A hybrid neural network hidden Markov model approach for automatic story segmentation

Original Research


We propose a hybrid neural network hidden Markov model (NN-HMM) approach for automatic story segmentation. A story is treated as an instance of an underlying topic (a hidden state) and words are generated from the distribution of the topic. The transition from one topic to another indicates a story boundary. Different from the traditional HMM approach, in which the emission probability of each state is calculated from a topic-dependent language model, we use deep neural network (DNN) to directly map the word distribution into topic posterior probabilities.
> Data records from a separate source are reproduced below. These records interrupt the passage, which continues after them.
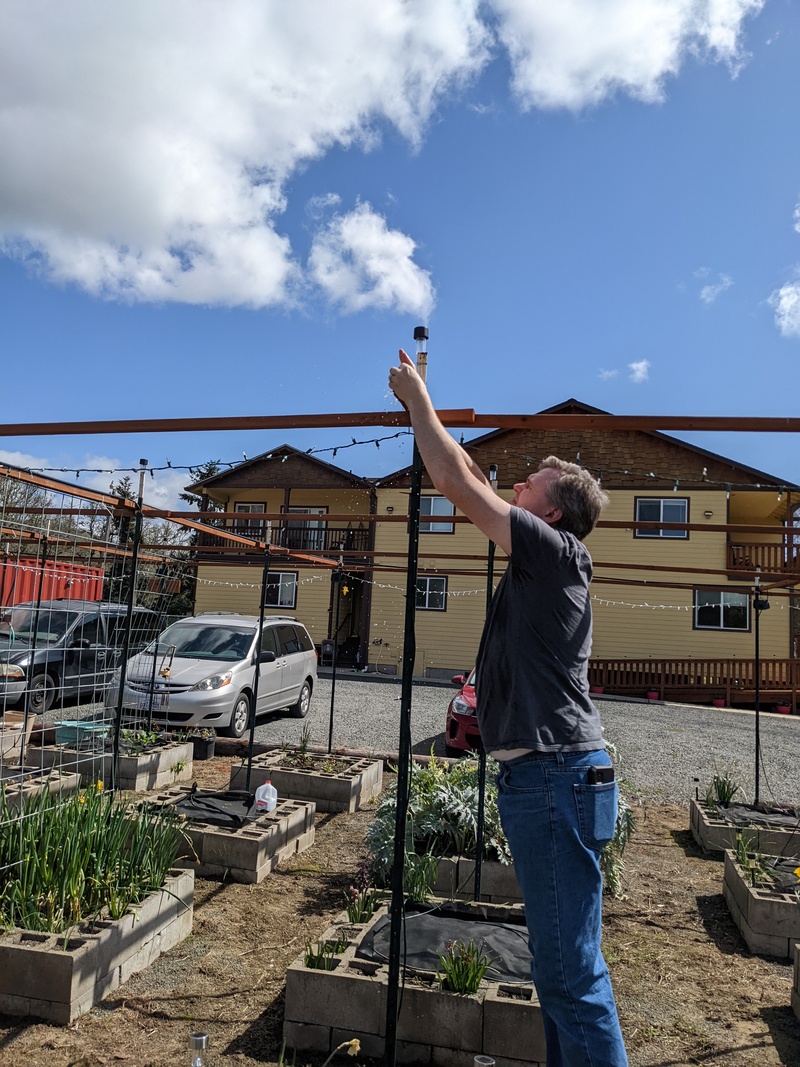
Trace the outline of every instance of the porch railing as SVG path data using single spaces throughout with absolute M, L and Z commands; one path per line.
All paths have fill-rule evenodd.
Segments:
M 759 700 L 788 701 L 797 710 L 800 660 L 762 659 Z M 710 703 L 720 698 L 730 707 L 755 700 L 755 659 L 591 659 L 589 684 L 605 692 L 643 697 L 655 690 L 665 700 Z
M 795 553 L 794 547 L 787 554 L 785 544 L 729 542 L 729 571 L 754 571 L 756 567 L 772 574 L 798 574 L 800 573 L 800 557 Z

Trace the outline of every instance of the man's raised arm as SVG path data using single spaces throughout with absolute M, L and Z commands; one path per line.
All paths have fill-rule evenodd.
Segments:
M 435 488 L 510 554 L 511 506 L 497 496 L 478 464 L 444 428 L 425 382 L 402 349 L 400 365 L 389 370 L 389 388 L 409 412 L 417 447 Z

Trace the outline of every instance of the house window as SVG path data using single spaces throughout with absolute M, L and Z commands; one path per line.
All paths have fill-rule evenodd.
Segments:
M 240 514 L 258 515 L 265 513 L 263 504 L 235 504 L 234 511 Z M 256 536 L 263 529 L 263 519 L 235 519 L 234 529 L 249 537 Z
M 454 523 L 427 523 L 425 515 L 454 515 L 455 508 L 446 496 L 422 496 L 419 500 L 420 534 L 452 534 Z
M 750 595 L 716 589 L 694 590 L 695 630 L 750 630 Z
M 447 610 L 447 578 L 417 578 L 417 611 Z
M 636 499 L 638 523 L 687 523 L 689 501 L 684 496 L 639 496 Z M 688 530 L 638 529 L 634 537 L 687 538 Z
M 270 607 L 294 607 L 298 602 L 298 575 L 293 571 L 267 574 L 267 604 Z

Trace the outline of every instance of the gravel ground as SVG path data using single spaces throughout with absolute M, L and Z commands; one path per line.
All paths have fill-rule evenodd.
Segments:
M 444 728 L 453 686 L 416 685 L 412 744 L 417 753 L 445 754 Z M 688 803 L 695 779 L 701 793 L 716 770 L 732 770 L 748 799 L 755 775 L 755 714 L 660 701 L 597 701 L 606 737 L 619 752 L 619 774 L 642 799 Z M 331 682 L 320 678 L 305 721 L 274 717 L 256 730 L 261 742 L 300 740 L 307 726 L 314 742 L 327 744 Z M 343 674 L 336 680 L 334 747 L 396 752 L 400 685 Z M 800 717 L 763 713 L 759 795 L 798 800 Z
M 452 685 L 415 685 L 412 745 L 415 753 L 445 754 L 444 729 Z M 618 749 L 618 774 L 628 792 L 642 799 L 688 803 L 716 770 L 730 770 L 752 800 L 755 777 L 755 715 L 660 701 L 597 701 L 606 737 Z M 66 708 L 63 717 L 89 716 L 97 705 Z M 48 718 L 52 718 L 51 712 Z M 61 716 L 59 716 L 61 717 Z M 333 747 L 396 753 L 400 684 L 337 675 Z M 800 717 L 763 713 L 759 795 L 764 800 L 798 800 Z M 307 731 L 311 743 L 327 745 L 331 680 L 320 676 L 306 719 L 270 715 L 260 719 L 256 740 L 297 744 Z M 699 780 L 699 781 L 695 781 Z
DNN is known to be able to learn meaningful continuous features for words and hence has better discriminative and generalization capability than n-gram models. Specifically, we investigate three neural network structures: a feed-forward neural network, a recurrent neural network with long short-term memory cells (LSTM-RNN) and a modified LSTM-RNN with multi-task learning ability. Experimental results on the TDT2 corpus show that the proposed NN-HMM approach outperforms the traditional HMM approach significantly and achieves state-of-the-art performance in story segmentation.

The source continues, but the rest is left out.